MRS spectroscopy can be used to determine tumor type and Aggressiveness, and distinguish between tumor reccurrence and Radiation necrosis. Different metabolites can indicate:-
- Glioma : lower than N-acetyl aspartate levels, elevated
choline and lipid levels, and lactate peaks.
- Radiation necrosis : does not have elevated choline level
- Meningioma : elevated alanine level
Figure 1 : MRS graph shows the different chemical peaks of a suspected brain tumor
What are the risk?
MRI and MRS are very safe. There are no known health risk associated with the magnetic field or the radio waves used by the machine. Some people are sensitive to the contrast agent and may develop an allergic Reaction. All contrast agents are safe.
Some special circumstances limit the use of a magnetic field. So, it is Important to tell your doctor if any of the list applies to you:-
- Cardiac pacemaker
- Metal plate, pin, or metallic implant
- Intrauterine device
- Insulin or other drug pump
- Cochlear implant
Any metallic substance on your body can affect the quality of the images and values obtained. It can also cause discomfort or injury to you when placed in the magnetic field, and may exclude you from the exam.

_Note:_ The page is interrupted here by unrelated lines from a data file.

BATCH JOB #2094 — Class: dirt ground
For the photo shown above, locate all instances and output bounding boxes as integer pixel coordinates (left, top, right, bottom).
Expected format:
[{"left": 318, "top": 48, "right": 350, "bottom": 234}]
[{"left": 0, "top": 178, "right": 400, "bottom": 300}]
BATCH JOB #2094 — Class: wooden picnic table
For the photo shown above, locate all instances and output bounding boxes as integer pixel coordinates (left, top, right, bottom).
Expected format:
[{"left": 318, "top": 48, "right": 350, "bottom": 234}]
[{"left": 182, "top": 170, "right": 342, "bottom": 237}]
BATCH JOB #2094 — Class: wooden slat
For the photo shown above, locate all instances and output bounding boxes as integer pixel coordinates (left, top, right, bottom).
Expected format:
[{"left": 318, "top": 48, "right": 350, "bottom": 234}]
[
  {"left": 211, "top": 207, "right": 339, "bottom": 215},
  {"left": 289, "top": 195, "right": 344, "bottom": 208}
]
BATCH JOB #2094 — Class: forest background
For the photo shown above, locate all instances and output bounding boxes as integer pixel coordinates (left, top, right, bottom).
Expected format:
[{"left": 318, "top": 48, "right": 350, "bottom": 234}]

You should also inform your healthcare team if you are pregnant. The American College of Radiology does not recommend MRI scanning during the first trimester of pregnancy. You must need consent to the specialist to proceed with this test to be performed.
Figure 2 : Investigation of brain injury by MRI and MRS
- Majos, C. et al. Proton MR Spectroscopy Improves Discrimination between Tumor and Pseudotumoral Lesion in Solid Brain Masses. American Journal of Neuroradiology 30:544-551, 2009
- Sanghvi, D. Recent advances in imaging of brain tumors. Indian Journal of Cancer 46:82-87, 2009
- Nelson SJ, McKnight TR, Henry RG. Characterization of untreated gliomas by magnetic resonance spectroscopic imaging. Neuroimag Clin 12:599-613, 2002.